Jittor / jittor

Jittor is a high-performance deep learning framework based on JIT compiling and meta-operators.
https://cg.cs.tsinghua.edu.cn/jittor/
Apache License 2.0
3.07k stars 307 forks source link

jt.Var.to does not deal with kargs #544

Closed zhc7 closed 3 months ago

zhc7 commented 3 months ago

Describe the bug

A clear and concise description of what the bug is. 使用中文也可以。

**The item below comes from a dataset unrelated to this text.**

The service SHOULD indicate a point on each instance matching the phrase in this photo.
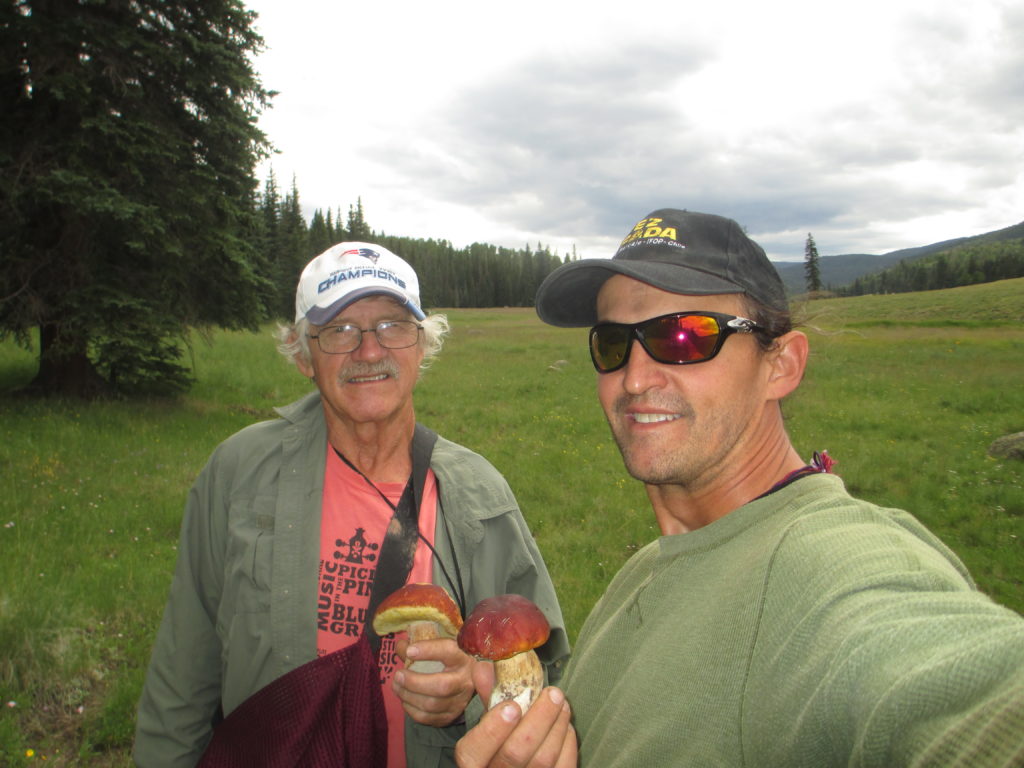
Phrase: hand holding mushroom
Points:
(505, 629)
(440, 684)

In jittor/misc.py, to is implemented as follow:

def to(x, *args, **kargs):
    if len(args) >= 1:
        s = args[0]
        if isinstance(s, jt.NanoString) or callable(s):
            return x.cast(s)
        s = str(s)
        if "cuda" in s:
            jt.flags.use_cuda = 1
        elif "cpu" in s:
            jt.flags.use_cuda = 0
    return x.clone()

It totally discards keyword arguments. so the following won't work as expected:

a = jt.randn(3, 4)
b = a.to(dtype=jt.float16)
print(b.dtype)

Full Log

Executing the above code results in

[i 0522 02:44:48.140803 84 compiler.py:956] Jittor(1.3.9.5) src: /root/anaconda3/envs/jdiffusion/lib/python3.9/site-packages/jittor
[i 0522 02:44:48.144123 84 compiler.py:957] g++ at /usr/bin/g++(9.4.0)
[i 0522 02:44:48.144212 84 compiler.py:958] cache_path: /root/.cache/jittor/jt1.3.9/g++9.4.0/py3.9.19/Linux-5.15.0-1x63/IntelRXeonRGolx7a/21e8/default
[i 0522 02:44:48.167781 84 __init__.py:412] Found /usr/local/cuda/bin/nvcc(12.0.140) at /usr/local/cuda/bin/nvcc.
[i 0522 02:44:48.172487 84 __init__.py:412] Found addr2line(2.34) at /usr/bin/addr2line.
[i 0522 02:44:48.331424 84 compiler.py:1011] cuda key:cu12.0.140_sm_86
[i 0522 02:44:49.040516 84 __init__.py:227] Total mem: 251.54GB, using 16 procs for compiling.
[i 0522 02:44:49.257756 84 jit_compiler.cc:28] Load cc_path: /usr/bin/g++
[i 0522 02:44:49.405901 84 init.cc:63] Found cuda archs: [86,]
float32

Minimal Reproduce

As shown above.

Expected behavior

Expect to to deal with keyword arguments properly. And based on the implementation code, maybe it should also be able to deal with multiple arguments.

If discarding keyword argument and only taking care of the first argument is intended, I think maybe the signature of the function should just change to def to(x, arg) in order to avoid misleading people.